Last Friday I sat the vSphere 5 VMware Certified Professional aka VCP5 exam at the VUE Test/Centre Global Knowledge Nieuwegein in the Netherlands. Since I'm a VMware Certified Instructor, I've two options. The first option is to take the VCP-510 exam. I've to score 350 or higher otherwise VUE has to reset my account in order to do a re-take of the exam (even though I've passed it with a score above 300). The second option is take the VCI-510. This exam has the same questions, the only difference is the pass mark. The VCI-510 is set at 350 so you will automatically fail it, if you don't reach the instructor level and there's no account reset needed. That's why VCI-510 is for VCIs only. Recently I've received a free VCP5 voucher from VMware as a thank you for my participation in the original VMware Certified Professional 4 – Desktop program and the VCI-510 exam isn't open for enrollment yet so I tough what the hack – let's do it. How difficult can it be. The actual preparation for this exam has started months ago, while I was participating in the beta of vSphere 5, I've recorded many vSphere 5 instruction and learning videos which can be found at YouTube and my iTunes channel. I've also attended the vSphere 5 What's New Train The trainer and I've delivered the "What's New" training once already. Besides that, I'm reading a lot of good vSphere 5 articles from my fellow bloggers. I've also filled my DropBox with many PDF files that have recently been released by VMware and contain real good information. I didn't know what to expect so I've used the days prior to the exam for building my own exam training, a cool project that eventually has spinned off into a real gig - soon the be announced.
When I started the exam I was pretty comfortable but after the first 10 questions I had something like "is this going to be the same level at the next 75 questions?". First tip - don't focus too much on the maximums PDF. It won't do you any good. There are not a lot of "how many this and how many that" questions in the exam.
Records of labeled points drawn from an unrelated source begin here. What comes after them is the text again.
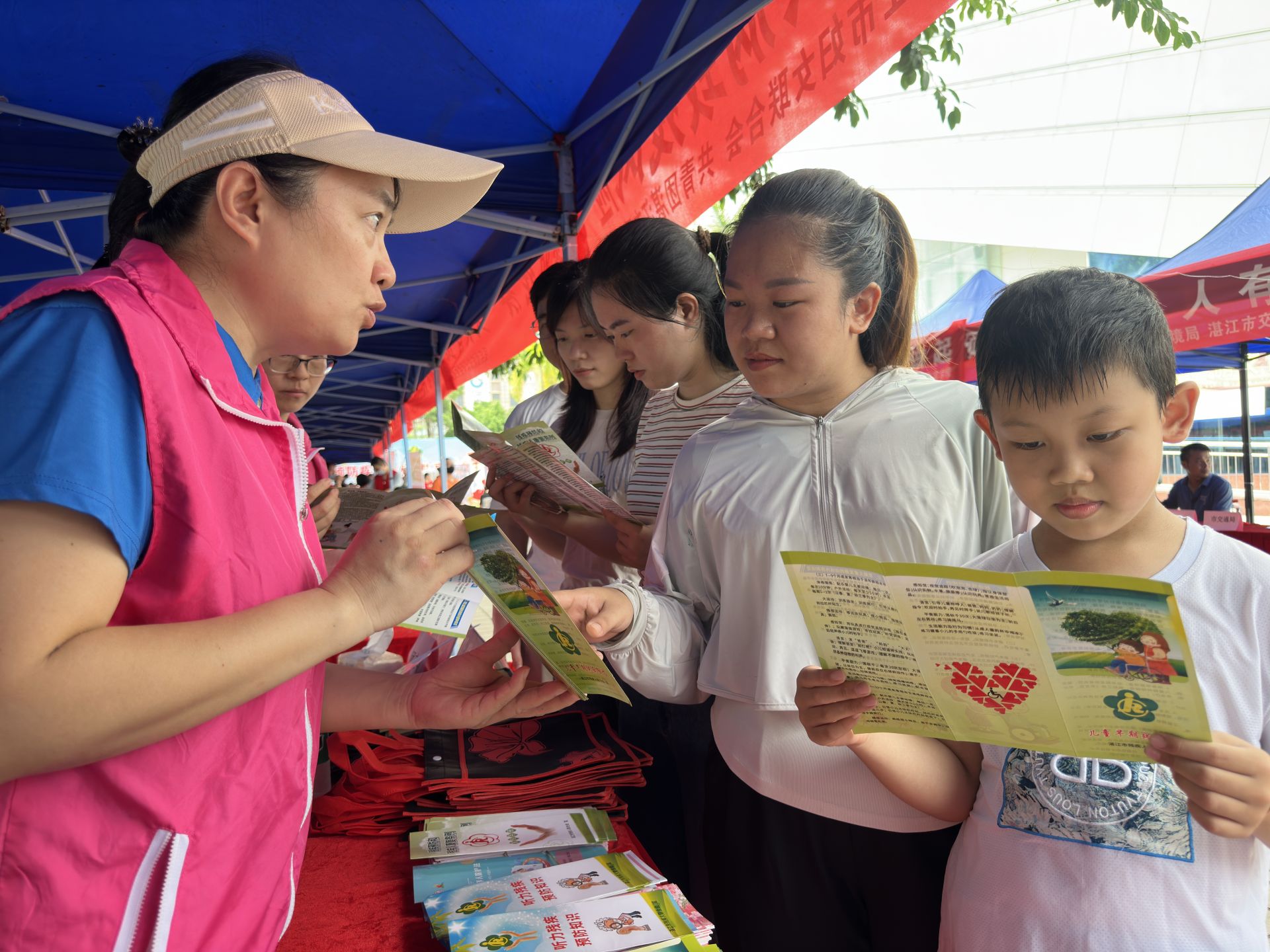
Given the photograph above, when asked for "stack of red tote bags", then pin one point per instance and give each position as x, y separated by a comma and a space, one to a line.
390, 781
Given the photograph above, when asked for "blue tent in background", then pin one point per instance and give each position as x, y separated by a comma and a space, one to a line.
1244, 233
559, 95
967, 303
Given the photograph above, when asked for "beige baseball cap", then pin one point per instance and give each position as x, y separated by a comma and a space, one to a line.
290, 113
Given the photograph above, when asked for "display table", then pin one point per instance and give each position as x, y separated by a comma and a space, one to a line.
356, 895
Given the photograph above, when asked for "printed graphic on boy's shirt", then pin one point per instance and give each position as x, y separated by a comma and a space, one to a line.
1109, 633
1100, 803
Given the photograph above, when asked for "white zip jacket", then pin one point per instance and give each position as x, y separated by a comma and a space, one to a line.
898, 471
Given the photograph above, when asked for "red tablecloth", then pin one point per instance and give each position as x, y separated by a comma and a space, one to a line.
356, 895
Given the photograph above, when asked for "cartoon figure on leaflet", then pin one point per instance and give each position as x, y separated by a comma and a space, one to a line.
506, 569
480, 904
622, 924
1156, 651
1129, 658
583, 881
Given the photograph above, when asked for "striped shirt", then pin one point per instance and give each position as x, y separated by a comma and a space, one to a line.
665, 427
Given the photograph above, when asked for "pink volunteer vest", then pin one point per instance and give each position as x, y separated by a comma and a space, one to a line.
194, 842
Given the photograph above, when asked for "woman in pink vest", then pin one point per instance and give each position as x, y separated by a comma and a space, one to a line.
165, 610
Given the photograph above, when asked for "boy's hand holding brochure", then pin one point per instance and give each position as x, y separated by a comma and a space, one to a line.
1226, 781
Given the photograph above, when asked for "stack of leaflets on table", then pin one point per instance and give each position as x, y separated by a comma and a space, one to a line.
579, 881
357, 506
493, 834
1070, 663
519, 594
638, 920
535, 454
432, 879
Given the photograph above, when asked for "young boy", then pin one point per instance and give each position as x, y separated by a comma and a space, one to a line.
1078, 387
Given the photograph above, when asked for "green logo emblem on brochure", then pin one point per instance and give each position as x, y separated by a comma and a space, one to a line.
1130, 706
564, 640
508, 939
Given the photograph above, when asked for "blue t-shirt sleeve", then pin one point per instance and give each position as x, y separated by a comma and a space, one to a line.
74, 432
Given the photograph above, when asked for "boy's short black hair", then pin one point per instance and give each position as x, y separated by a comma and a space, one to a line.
1052, 335
1194, 448
542, 284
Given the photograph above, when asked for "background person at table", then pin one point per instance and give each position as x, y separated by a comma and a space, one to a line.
842, 450
161, 639
295, 379
1201, 489
600, 422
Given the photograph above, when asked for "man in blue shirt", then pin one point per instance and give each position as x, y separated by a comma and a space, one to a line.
1201, 489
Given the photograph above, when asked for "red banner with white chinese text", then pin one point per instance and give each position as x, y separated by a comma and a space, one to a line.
786, 67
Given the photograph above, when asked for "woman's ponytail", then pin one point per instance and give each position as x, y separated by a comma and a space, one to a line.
859, 233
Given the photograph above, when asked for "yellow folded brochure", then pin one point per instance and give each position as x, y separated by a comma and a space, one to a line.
1068, 663
506, 576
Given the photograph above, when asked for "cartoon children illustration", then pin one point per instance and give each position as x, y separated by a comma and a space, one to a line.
622, 924
480, 904
1156, 651
1128, 658
583, 881
564, 640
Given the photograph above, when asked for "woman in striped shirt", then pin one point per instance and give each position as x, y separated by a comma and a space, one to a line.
654, 290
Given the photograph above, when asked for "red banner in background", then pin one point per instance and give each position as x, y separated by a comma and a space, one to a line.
794, 61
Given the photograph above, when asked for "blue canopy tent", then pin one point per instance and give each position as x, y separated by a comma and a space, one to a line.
1218, 278
967, 303
562, 99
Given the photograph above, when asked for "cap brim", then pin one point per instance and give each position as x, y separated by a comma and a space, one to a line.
437, 186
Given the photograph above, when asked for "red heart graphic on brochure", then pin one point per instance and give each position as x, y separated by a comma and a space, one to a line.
1007, 687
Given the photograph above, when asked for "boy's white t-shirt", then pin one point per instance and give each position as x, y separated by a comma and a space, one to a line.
1101, 856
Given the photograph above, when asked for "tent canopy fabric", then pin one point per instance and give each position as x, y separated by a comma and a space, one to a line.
967, 303
567, 100
520, 83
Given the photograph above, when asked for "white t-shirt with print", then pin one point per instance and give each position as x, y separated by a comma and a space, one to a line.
1038, 865
582, 567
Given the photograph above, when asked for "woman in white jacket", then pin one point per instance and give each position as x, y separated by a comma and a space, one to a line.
842, 450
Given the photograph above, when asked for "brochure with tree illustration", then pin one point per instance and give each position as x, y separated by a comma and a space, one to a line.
520, 596
431, 879
597, 877
357, 507
535, 454
1067, 663
636, 920
492, 834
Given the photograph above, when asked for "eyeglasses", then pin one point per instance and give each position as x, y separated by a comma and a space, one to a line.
317, 366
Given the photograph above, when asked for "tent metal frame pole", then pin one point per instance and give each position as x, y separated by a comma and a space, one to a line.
36, 241
64, 237
620, 143
389, 358
36, 276
512, 223
55, 120
472, 272
667, 67
441, 427
513, 150
1246, 429
405, 448
59, 211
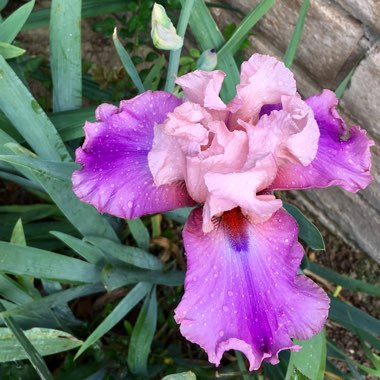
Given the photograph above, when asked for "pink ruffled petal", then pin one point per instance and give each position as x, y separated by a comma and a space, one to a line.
227, 191
343, 156
203, 87
115, 176
226, 153
263, 80
242, 291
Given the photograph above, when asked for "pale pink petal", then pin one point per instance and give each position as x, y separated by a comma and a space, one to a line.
227, 191
227, 153
263, 80
290, 134
343, 156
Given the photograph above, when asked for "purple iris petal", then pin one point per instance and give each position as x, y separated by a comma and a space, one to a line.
115, 176
343, 156
242, 291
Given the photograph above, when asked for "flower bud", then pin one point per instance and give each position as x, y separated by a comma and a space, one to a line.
164, 34
208, 60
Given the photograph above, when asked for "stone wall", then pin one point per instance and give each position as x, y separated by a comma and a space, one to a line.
337, 35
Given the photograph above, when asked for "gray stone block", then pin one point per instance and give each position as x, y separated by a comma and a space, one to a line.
331, 41
362, 99
367, 11
348, 215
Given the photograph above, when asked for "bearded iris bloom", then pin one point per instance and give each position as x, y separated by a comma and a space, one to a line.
157, 152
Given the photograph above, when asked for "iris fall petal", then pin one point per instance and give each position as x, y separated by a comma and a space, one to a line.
115, 176
242, 291
343, 156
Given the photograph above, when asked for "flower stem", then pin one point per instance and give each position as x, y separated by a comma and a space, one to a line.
176, 54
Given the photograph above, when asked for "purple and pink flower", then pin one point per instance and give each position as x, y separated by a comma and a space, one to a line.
157, 152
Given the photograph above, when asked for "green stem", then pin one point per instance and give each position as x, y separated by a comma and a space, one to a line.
241, 365
296, 37
176, 54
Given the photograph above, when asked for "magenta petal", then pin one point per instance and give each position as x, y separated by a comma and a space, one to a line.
242, 291
115, 176
340, 161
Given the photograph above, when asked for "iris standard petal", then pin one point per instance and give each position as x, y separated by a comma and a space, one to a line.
343, 156
115, 176
263, 80
242, 291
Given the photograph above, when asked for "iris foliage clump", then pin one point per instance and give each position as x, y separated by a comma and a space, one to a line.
90, 296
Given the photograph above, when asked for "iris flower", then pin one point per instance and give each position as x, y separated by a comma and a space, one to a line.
157, 152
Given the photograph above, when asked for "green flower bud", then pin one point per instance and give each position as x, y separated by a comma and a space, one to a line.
164, 34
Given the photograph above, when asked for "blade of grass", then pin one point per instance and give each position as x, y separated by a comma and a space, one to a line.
140, 233
31, 353
244, 28
208, 36
114, 278
142, 335
176, 54
10, 27
129, 255
65, 54
307, 230
55, 179
311, 359
127, 63
53, 300
88, 251
39, 263
90, 8
18, 237
241, 364
9, 51
352, 318
13, 291
153, 78
45, 342
343, 85
69, 124
29, 213
117, 314
296, 36
32, 123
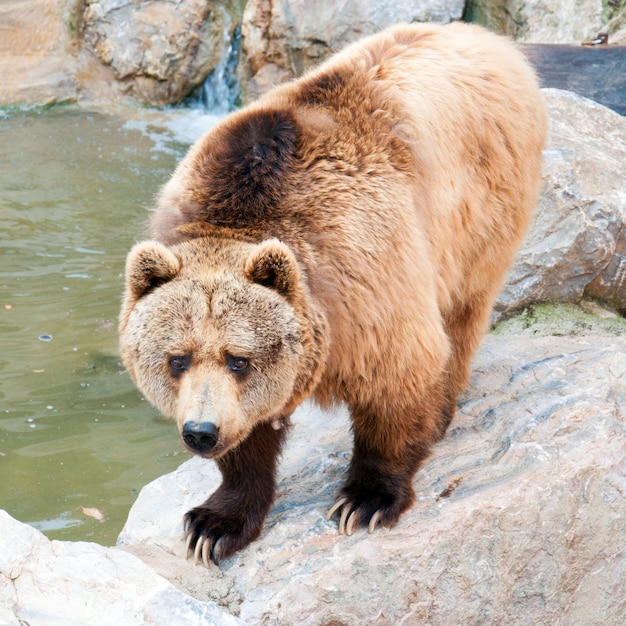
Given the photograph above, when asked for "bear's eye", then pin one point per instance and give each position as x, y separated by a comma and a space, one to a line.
179, 364
236, 363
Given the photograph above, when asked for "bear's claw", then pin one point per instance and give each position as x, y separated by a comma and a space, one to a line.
205, 549
351, 516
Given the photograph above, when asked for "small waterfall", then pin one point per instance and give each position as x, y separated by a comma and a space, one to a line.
219, 93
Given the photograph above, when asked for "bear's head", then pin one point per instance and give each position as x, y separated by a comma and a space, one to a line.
219, 335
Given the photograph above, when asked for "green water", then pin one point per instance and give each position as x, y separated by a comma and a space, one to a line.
74, 432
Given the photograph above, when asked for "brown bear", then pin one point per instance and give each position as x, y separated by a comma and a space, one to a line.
343, 238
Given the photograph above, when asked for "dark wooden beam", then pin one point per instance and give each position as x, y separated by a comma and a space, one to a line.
596, 72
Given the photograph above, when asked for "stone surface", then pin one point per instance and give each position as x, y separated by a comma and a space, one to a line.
74, 583
519, 512
576, 245
158, 51
281, 39
541, 21
36, 52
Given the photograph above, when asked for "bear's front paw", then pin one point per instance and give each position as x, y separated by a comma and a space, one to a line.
214, 533
359, 507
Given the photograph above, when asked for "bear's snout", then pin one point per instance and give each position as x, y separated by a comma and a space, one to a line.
200, 437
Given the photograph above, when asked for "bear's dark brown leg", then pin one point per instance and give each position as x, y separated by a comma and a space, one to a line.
389, 447
233, 516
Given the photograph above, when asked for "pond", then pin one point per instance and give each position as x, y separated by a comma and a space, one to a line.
77, 440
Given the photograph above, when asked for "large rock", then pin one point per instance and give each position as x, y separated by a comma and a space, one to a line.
576, 245
59, 582
519, 513
36, 52
158, 51
282, 39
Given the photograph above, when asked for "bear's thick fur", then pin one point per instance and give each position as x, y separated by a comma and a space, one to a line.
343, 238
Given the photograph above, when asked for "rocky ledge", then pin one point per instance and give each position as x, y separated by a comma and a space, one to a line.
520, 509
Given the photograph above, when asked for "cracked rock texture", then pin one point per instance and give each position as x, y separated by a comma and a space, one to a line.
519, 516
76, 583
576, 245
282, 39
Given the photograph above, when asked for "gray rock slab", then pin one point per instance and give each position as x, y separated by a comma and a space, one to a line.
576, 245
519, 516
45, 582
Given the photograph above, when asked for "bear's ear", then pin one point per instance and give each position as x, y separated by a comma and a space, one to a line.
273, 265
149, 264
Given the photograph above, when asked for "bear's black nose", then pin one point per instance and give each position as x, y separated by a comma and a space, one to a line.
200, 437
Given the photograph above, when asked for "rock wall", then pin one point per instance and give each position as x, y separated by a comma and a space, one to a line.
283, 38
576, 246
520, 511
158, 51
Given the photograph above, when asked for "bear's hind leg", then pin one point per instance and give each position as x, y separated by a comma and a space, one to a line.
389, 447
233, 516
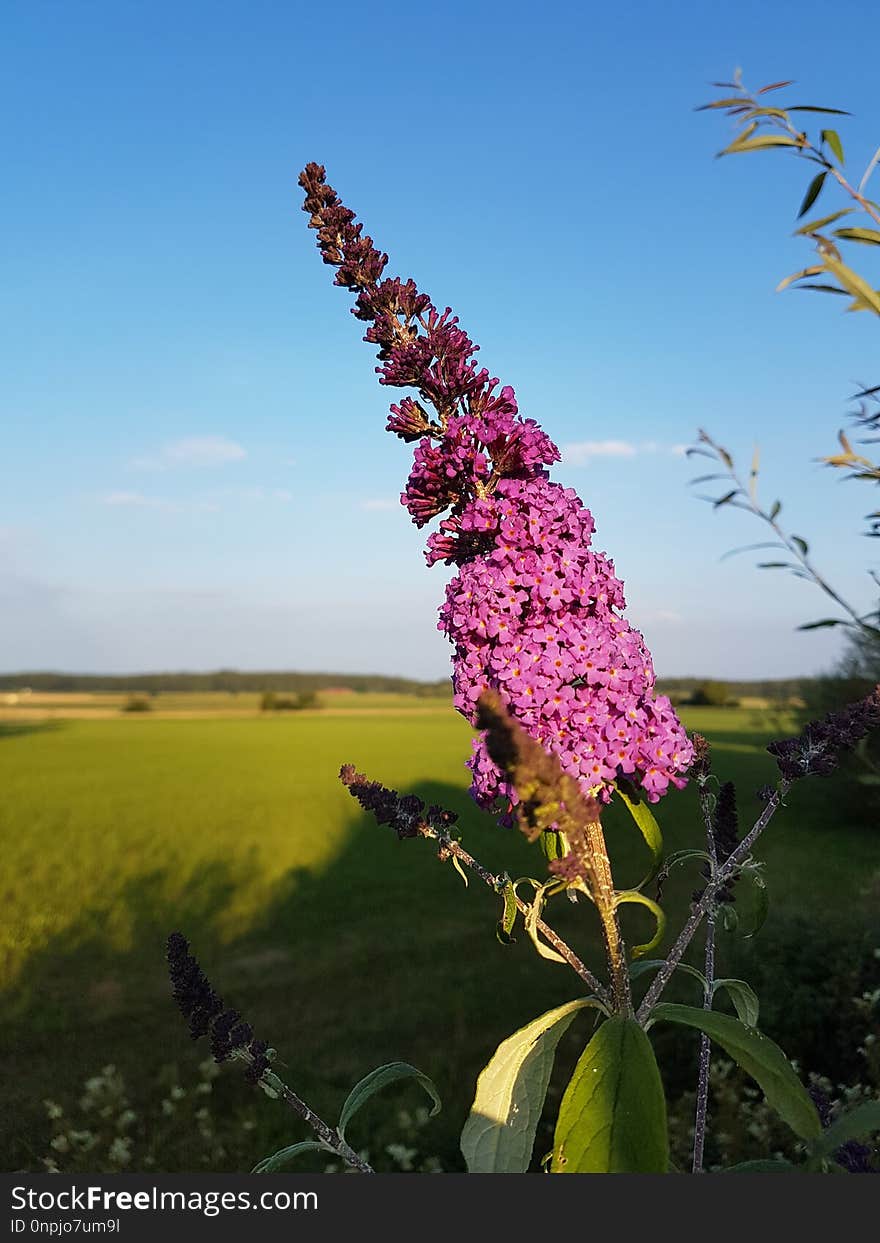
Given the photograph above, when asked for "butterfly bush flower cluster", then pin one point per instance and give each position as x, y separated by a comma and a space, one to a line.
533, 612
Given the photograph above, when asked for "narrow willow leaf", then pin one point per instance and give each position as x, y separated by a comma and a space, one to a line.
871, 164
634, 896
809, 107
280, 1159
533, 915
758, 1057
853, 282
649, 828
460, 870
870, 236
379, 1079
813, 192
857, 1124
833, 138
613, 1114
761, 142
504, 929
645, 965
766, 1166
761, 900
499, 1135
743, 997
798, 276
774, 86
813, 225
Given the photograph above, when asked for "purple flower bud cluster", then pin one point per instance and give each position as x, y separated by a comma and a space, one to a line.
817, 750
198, 1002
533, 610
404, 813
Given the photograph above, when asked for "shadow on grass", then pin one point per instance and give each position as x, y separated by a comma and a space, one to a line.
378, 956
19, 729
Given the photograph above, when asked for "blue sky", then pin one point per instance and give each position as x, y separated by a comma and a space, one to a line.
194, 465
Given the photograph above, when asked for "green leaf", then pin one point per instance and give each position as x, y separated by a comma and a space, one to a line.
758, 1057
819, 625
761, 903
857, 1124
378, 1079
870, 236
633, 895
852, 282
813, 225
833, 138
813, 192
743, 997
533, 915
505, 926
766, 1166
808, 107
499, 1135
649, 828
644, 965
613, 1114
760, 143
280, 1159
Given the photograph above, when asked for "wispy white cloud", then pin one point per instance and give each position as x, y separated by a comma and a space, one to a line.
193, 451
379, 504
160, 504
582, 453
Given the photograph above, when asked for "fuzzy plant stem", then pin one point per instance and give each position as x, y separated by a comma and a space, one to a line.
706, 903
449, 847
330, 1137
709, 972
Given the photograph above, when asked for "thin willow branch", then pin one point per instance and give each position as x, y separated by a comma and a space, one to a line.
709, 972
328, 1136
702, 908
450, 847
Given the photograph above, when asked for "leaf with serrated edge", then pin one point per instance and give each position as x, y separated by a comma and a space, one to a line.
758, 1057
743, 997
282, 1156
382, 1078
613, 1113
499, 1135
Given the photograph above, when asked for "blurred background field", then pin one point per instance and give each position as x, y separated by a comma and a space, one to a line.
342, 946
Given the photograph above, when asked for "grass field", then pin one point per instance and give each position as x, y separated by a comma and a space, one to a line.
343, 947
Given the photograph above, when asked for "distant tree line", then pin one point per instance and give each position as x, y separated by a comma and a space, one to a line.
229, 680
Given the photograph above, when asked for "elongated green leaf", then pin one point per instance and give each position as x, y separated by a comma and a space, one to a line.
758, 1057
870, 236
833, 138
813, 225
761, 142
857, 1124
853, 282
645, 965
280, 1159
382, 1078
766, 1166
613, 1114
499, 1135
649, 828
820, 625
533, 915
633, 895
813, 192
504, 929
743, 997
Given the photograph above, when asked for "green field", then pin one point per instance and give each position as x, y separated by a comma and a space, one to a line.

Second tip - don't learn all the marketing and licensing stuff by head. Yes you will have a few questions about licensing but you can answer them already, trust me. What you really need to know is how the complete vSphere product suite works. You cannot pass this exam by learning theory from a book or student guide. The exam questions will test you on things that only people with real world experience can answer. If you want to prepare for this exam I can give you one good advice. Create a lab environment and install all the vSphere components you can get your hands on. Also deploy all the appliances like the vCenter, the VSA and even setup auto deploy. Install it - Use it - Play with it - Administrator it and Eat it That's the only way to get the knowledge needed to pass for this exam. I'll give you one example whiteout breaching the NDA.
Say you're an administrator of a vSphere 5 environment and you get a call from an application owner. People are complaining about the performance of their business utility. You're investigating the problem and eventually you have found the virtual machine with the performance problem, it's part of a DRS resource pool with other virtual machines who run fine. After logging on the ESXi 5 host and starting ESXTop, the following diagram is presented.
To solve the performance problem you have to (click the picture):
a) Add more CPUs to the ESXi host because there's a very high CPU-Ready value.
b) vMotion virtual machines to another host to free up resources and higher the shares value of the virtual machine in trouble.
c) Higher the CPU limit of the resource pool the virtual machine lives in and higher the resource pool reservation. If expendable reservation is disabled, enable it.
d) Check the log files of the application running in the virtual machine for an error.
So the right answer is d…. The virtual machine with performance problems was configured with a limit on purpose. The software in the virtual machine has the tension to blow up every once in a while so that's the reason why the virtual machine was configured with a limit otherwise it would dominate a complete core. The (MLMTD) max limited time is the percentage of time the VM world was ready to run but deliberately wasn't scheduled because that would violate the VM's "CPU limit" settings.
You can only answer this question if you're familiar with ESXTop otherwise you would go for triggers like resource pools and expandable reservations. You see, that's what I mean – you have to know how it works not how it can or should work by reading the manual. It's a fair exam. I've scored a perfect 350 and I'm proud of it, good luck with prepping and have fun, VCP5 is a real challenge.